Search code examples
compiler-constructionlanguage-design

How is match implemented in a language like Rust?


I'm not a functional programmer. So I'm not very familiar with pattern matching, patterns, or any of that stuff. To me I only understand the concept of the good old switch statement.

How would a compiler implement a match statement? What exactly is the difference between match and a switch? There's a GNU C99 extension that allows you to have ranges in cases of a switch, is there a difference between:

match x {
    0 ... 9 => ...,
    _ => ...,
}

and

switch (x) {
case 0 ... 9: ...; break;
default: ...; break;
}

Note that the second snippet is a simple C switch with this GNU extension.


Solution

  • A pattern match on constant values can be implemented as a jump table or a sequence of conditional jumps - just like switch statements. Allowing ranges does not change this situation much.

    Rust enums (at least the ones with members) are implemented like tagged unions, i.e. structs that contain a tag and a union of structs that contain the members.
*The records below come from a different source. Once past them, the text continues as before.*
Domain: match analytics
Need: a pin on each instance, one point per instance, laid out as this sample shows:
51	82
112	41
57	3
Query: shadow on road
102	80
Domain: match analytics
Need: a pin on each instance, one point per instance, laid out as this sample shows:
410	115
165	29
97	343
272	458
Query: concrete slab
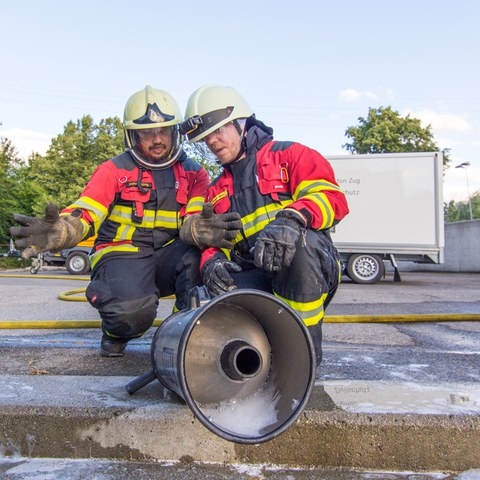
393	396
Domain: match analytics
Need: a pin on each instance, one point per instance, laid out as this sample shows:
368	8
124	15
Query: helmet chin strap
243	139
173	156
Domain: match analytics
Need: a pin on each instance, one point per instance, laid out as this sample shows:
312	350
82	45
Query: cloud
27	141
351	95
441	121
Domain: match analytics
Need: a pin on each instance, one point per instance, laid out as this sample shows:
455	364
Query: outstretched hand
51	232
208	229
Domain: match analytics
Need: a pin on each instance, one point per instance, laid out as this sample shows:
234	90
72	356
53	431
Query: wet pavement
374	376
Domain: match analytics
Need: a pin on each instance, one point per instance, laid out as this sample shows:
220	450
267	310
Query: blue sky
308	69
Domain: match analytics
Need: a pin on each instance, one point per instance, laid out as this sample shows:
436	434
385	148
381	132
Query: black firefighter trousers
125	290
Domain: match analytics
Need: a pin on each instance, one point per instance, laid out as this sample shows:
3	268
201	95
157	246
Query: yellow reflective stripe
124	232
256	221
96	210
166	219
121	214
218	197
114	248
195	205
151	219
321	200
311	186
310	312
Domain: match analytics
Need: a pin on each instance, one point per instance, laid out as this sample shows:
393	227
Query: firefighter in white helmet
146	208
287	197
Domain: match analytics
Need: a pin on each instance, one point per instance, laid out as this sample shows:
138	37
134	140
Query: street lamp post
465	166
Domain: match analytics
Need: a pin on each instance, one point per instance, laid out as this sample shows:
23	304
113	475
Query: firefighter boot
112	347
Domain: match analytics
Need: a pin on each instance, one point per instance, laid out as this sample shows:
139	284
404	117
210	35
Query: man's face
154	143
225	143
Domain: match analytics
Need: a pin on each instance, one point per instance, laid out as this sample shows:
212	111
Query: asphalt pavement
385	388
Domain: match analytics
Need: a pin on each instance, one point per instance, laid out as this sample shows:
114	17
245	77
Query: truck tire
77	263
365	268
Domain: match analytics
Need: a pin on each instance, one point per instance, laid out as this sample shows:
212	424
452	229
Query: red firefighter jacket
134	210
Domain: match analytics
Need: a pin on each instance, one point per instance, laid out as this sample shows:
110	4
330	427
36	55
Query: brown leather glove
208	229
52	232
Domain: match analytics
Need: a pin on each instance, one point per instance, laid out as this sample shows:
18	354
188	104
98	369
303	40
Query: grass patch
7	263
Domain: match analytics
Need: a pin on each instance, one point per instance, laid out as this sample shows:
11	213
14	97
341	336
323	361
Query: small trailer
396	212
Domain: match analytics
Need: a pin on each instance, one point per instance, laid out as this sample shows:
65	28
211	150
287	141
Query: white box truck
396	212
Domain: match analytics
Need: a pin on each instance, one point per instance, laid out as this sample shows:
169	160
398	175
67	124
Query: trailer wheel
365	268
77	263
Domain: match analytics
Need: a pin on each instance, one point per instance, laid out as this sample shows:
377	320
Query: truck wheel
77	263
365	268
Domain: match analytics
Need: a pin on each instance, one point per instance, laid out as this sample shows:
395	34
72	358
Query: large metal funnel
244	363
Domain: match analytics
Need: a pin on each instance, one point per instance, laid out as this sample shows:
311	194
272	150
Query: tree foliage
72	157
385	131
213	168
460	211
17	191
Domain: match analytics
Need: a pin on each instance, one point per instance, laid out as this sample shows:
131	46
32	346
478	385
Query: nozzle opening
240	360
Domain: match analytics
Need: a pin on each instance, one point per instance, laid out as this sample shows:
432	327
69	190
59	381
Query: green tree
8	161
385	131
71	159
17	190
460	211
204	158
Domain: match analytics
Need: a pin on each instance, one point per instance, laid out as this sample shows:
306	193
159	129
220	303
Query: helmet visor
196	127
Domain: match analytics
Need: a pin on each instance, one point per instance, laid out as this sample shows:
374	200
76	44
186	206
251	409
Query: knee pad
129	318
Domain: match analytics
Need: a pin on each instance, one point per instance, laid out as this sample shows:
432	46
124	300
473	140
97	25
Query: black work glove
216	275
276	244
51	232
208	229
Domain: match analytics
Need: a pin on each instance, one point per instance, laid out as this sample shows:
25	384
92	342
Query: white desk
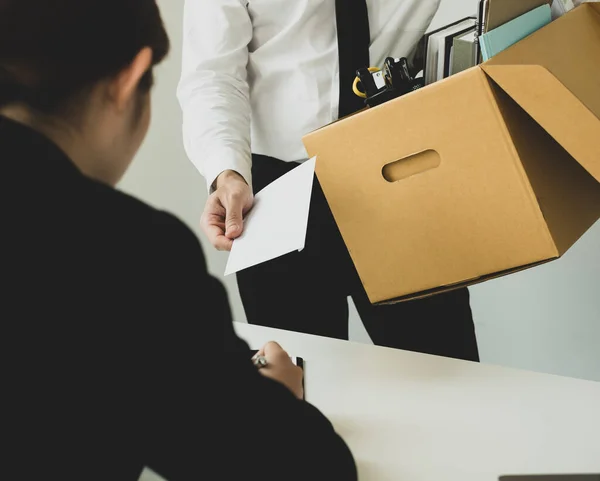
412	417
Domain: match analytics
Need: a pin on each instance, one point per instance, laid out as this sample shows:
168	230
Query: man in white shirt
257	76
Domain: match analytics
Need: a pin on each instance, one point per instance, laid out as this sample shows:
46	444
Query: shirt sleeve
213	90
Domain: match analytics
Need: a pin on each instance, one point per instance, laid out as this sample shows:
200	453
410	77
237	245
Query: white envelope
277	223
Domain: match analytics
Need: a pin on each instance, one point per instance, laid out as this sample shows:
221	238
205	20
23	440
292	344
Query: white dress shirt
258	75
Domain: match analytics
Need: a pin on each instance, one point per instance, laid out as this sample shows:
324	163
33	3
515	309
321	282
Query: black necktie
354	39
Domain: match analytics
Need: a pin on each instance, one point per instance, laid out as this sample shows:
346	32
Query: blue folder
499	39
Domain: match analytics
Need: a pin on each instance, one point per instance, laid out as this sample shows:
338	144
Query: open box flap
554	75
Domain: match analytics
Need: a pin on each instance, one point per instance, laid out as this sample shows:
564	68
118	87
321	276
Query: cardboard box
488	172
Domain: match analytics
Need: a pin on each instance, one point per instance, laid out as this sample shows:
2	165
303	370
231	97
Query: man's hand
223	217
280	368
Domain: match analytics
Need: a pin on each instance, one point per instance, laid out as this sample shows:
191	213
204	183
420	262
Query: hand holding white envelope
277	223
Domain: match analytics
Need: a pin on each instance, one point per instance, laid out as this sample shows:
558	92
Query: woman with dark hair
111	325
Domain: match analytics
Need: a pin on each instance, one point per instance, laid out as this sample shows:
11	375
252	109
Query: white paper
277	223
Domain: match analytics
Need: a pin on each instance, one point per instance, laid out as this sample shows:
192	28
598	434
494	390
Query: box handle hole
412	165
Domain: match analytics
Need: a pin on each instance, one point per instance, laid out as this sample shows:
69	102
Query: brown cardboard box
488	172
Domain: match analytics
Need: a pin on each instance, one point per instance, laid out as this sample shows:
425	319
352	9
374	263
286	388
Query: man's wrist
226	176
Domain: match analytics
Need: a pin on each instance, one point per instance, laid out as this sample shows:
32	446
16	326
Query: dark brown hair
51	51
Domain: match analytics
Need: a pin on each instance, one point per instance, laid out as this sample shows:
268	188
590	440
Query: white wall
546	319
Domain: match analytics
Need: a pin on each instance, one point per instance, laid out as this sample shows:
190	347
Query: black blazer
112	332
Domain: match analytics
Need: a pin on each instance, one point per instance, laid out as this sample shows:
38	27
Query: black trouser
307	291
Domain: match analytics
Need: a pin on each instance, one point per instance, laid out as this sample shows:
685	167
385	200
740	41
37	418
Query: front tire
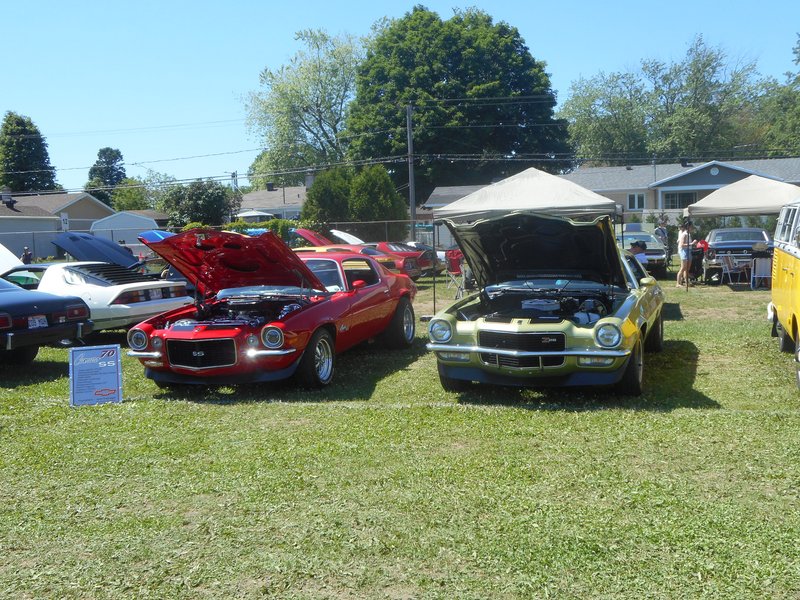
403	326
631	382
319	361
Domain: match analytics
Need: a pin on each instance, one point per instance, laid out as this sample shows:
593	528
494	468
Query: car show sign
95	375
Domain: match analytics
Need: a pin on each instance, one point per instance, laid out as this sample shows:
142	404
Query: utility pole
412	206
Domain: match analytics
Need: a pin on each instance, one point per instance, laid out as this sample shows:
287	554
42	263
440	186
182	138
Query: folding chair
455	274
761	271
730	268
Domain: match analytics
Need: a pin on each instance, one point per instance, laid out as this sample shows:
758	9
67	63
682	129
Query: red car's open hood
216	260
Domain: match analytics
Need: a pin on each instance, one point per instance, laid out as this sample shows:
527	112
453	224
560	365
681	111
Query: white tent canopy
753	195
530	190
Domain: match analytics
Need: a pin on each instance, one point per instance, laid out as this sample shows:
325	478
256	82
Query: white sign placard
95	375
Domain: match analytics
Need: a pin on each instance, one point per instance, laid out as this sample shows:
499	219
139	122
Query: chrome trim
139	354
257	353
521	353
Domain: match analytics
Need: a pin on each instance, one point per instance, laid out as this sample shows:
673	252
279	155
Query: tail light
130	297
77	311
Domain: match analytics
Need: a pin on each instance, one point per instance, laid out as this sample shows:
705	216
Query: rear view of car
31	319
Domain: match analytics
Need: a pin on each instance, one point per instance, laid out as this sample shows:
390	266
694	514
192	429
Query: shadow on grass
39	371
357	374
668	385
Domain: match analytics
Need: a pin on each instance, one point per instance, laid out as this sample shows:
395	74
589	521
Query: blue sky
165	81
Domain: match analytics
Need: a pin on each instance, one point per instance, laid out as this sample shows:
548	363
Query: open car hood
523	245
84	246
215	260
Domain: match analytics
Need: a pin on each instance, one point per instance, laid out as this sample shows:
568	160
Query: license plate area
37	321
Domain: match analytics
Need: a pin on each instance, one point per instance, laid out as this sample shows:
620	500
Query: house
29	226
667	188
283	203
77	210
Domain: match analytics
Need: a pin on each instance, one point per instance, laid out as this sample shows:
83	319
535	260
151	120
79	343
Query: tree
300	112
373	198
327	199
130	194
203	201
24	160
780	113
701	107
482	105
105	174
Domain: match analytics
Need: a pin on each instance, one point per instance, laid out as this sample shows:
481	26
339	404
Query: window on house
635	201
674	200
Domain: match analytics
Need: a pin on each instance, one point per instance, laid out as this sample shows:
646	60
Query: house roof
610	179
278	199
642	177
56	202
20	210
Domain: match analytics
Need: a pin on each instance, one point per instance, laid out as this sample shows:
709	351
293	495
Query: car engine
545	307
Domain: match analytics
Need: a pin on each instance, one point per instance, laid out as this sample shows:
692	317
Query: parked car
406	266
656	252
426	257
742	244
31	319
557	304
118	295
266	313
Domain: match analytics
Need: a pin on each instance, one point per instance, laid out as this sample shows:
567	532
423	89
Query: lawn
384	486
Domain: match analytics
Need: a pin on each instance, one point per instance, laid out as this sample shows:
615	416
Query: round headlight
440	331
137	339
272	337
608	335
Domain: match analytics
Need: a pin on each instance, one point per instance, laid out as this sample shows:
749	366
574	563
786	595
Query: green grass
384	486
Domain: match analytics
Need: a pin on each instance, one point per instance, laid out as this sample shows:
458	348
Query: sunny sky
165	81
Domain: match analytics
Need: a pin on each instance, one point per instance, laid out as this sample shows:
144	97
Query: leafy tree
374	198
205	201
701	107
300	112
327	199
24	160
780	113
480	100
105	174
131	194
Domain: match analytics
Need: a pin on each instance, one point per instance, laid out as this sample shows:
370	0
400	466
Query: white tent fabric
530	190
753	195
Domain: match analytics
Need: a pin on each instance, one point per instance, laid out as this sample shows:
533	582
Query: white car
118	296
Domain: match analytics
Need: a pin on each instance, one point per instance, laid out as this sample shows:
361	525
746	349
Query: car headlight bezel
137	339
608	335
440	331
272	337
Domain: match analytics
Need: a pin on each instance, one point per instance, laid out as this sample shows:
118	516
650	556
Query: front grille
202	354
521	362
527	342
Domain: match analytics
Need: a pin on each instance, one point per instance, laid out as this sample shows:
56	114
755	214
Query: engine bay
543	307
246	311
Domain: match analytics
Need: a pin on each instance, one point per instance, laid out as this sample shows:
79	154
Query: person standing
685	243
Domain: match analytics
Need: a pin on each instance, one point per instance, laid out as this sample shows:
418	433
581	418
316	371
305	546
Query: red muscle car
265	313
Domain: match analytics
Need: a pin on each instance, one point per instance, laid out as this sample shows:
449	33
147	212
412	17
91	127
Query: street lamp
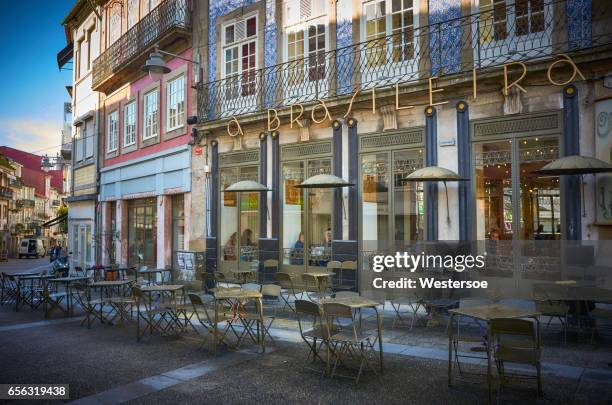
155	65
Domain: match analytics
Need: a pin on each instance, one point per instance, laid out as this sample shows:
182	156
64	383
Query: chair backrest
514	327
310	281
284	280
270	290
334	264
307	308
346	294
271	263
474	302
349	265
251	287
335	310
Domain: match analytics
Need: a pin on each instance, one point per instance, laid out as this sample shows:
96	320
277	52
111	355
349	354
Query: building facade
368	91
145	167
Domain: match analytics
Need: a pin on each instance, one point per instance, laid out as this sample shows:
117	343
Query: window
113	131
80	50
129	124
384	18
240	55
88	138
132	13
89	44
175	104
306	39
504	18
115	24
151	118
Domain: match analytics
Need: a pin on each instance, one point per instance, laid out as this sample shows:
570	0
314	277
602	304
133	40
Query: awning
65	55
55	221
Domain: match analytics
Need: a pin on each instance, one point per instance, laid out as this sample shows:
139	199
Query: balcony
452	47
6	193
26	203
167	23
16	182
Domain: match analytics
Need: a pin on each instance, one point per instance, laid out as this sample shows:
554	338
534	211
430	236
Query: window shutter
240	30
305	8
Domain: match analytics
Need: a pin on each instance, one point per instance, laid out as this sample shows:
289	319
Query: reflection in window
493	163
540	195
239	234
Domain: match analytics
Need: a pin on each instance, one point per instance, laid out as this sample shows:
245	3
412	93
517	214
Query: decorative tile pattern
344	39
579	29
220	8
445	36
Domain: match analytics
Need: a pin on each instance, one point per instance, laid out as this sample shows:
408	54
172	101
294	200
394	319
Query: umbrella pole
582	195
447	209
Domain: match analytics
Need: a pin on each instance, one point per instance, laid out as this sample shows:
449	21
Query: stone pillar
164	231
187	209
122	227
106	232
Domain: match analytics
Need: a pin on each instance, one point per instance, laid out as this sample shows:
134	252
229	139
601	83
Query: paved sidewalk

    A pattern match on an enum is then simply translated as a switch on its tag (and also binding the variables bound by the pattern to the members of the union). So something like this Rust code:

    enum Result {
      SingleResult(i32),
      TwoResults(i32, i32),
      Error
    }
    
    match someResult {
      Result::SingleResult(res) => f(res),
      Result::TwoResults(res1, res2) => g(res1, res2),
      Result::Error => error()
    }
    

    would translate to the same machine code (presumably) as the following C code:

    struct Result {
      enum {
        SingleResult, TwoResults, Error
      } tag;
      union {
        struct {
          int arg1;
        } singleResult;
        struct {
          int arg1;
          int arg2;
        } twoResults;
      } value;
    };
    
    switch(someResult.tag) {
      case SingleResult: {
        int res = someResult.value.singleResult.arg1;
        f(res);
        break;
      }
      case TwoResults: {
        int res1 = someResult.value.twoResults.arg1;
        int res2 = someResult.value.twoResults.arg2;
        g(res1, res2);
        break;
      }
      case Error: {
        error();
        break;
      }
    }